Le tissu du réel
Pour sa première exposition chez Templon à Paris, l’artiste malien Abdoulaye Konaté, figure majeure de la scène contemporaine africaine, dévoile un ensemble inédit de dix œuvres monumentales, entièrement cousues à la main.
Le « maître » poursuit son exploration des grands enjeux de notre temps – du fanatisme religieux à la justice sociale – en proposant un véritable alphabet visuel, somptueux et énigmatique, de formes et de couleurs.
Conçues à partir de tissus camerounais et de chutes de bazin – étoffe emblématique du vestiaire africain traditionnel – ses compositions se distinguent par l’agencement organique de languettes, teintes, découpées puis cousues, qui créent des surfaces vibrantes et chatoyantes.

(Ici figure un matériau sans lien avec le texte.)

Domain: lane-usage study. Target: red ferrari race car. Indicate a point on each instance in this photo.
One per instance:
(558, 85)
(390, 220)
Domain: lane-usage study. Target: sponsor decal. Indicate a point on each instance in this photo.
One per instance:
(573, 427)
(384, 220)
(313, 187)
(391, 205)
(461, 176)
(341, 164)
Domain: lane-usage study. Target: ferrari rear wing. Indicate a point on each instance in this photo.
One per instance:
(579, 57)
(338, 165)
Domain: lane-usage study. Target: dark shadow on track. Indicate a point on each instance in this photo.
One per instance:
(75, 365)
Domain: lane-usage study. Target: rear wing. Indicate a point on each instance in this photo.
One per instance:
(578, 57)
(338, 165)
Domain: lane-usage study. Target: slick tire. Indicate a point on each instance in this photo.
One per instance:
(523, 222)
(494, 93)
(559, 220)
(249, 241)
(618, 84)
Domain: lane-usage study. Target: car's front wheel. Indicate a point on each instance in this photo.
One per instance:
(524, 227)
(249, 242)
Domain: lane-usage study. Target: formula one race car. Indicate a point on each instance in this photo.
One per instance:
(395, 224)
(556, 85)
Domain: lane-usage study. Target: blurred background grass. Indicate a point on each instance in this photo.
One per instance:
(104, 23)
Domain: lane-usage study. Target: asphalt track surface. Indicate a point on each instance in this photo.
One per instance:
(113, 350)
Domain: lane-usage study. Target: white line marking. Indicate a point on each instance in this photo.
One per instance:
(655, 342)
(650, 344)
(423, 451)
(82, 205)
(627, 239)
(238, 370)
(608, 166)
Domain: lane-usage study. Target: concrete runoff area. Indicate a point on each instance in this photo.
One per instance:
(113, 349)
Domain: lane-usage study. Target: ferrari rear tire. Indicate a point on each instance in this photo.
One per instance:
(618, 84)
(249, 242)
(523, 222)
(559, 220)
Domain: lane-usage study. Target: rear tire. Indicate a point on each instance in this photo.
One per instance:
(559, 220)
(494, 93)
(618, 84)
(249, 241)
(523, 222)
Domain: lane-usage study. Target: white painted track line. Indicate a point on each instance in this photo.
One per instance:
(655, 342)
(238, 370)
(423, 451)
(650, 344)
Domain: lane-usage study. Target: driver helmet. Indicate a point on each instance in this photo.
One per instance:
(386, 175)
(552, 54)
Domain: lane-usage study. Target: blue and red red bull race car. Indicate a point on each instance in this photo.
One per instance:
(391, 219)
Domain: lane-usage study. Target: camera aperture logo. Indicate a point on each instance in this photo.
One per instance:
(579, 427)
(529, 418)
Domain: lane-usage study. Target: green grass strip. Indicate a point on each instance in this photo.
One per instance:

Fruits d’un long travail de recherche et de documentation, ces œuvres puisent à des traditions multiples : l’artisanat malien ou l’art tibetain, les céramiques tunisiennes ou encore les textiles berbères.
Le protocole de création est à la fois précis et exigeant : des premières esquisses, tracées au feutre puis retravaillées à l’ordinateur, sont transposées à grande échelle par ses assistants et par des machines, avant que l’assemblage final ne prenne forme directement au sol de l’atelier.
Les compositions se déploient en dégradés subtils et nuances infinies – du bleu au vert, du jaune au rouge – qui évoquent aussi bien les embrasements de William Turner que les abstractions de František Kupka ou Paul Klee, et jusqu’aux vastes champs chromatiques du Colorfield painting de Mark Rothko.
Si Konaté préfère se définir comme humaniste plutôt que politique, ses tableaux textiles, d’une intensité poétique rare, abordent sans détour les grandes tragédies de notre époque et les fractures nées de la mondialisation. En conjuguant la prospérité occidentale et la spiritualité africaine, son œuvre tisse la trame d’une réconciliation nécessaire, portée par la beauté et la puissance des couleurs.
Né en 1953 à Diré, Mali, cet artiste vit et travaille à Bamako. Artiste visuel, il est une figure majeure de la scène artistique contemporaine de son pays et du continent africain. Après avoir obtenu son diplôme de l'Institut National des Arts de Bamako en 1976, il a poursuivi ses études à l'Institut Supérieur des Arts Plastiques de La Havane, à Cuba, de 1978 à 1985. Chef de la Division des Expositions au Musée National du Mali de 1985 à 1997, il est ensuite directeur du Palais de la Culture de Bamako et des Rencontres Photographiques de Bamako de 1998 à 2002 puis Directeur du Conservatoire des Arts et Métiers Multimédia "Balla Fasseké Kouyaté" de Bamako, Mali.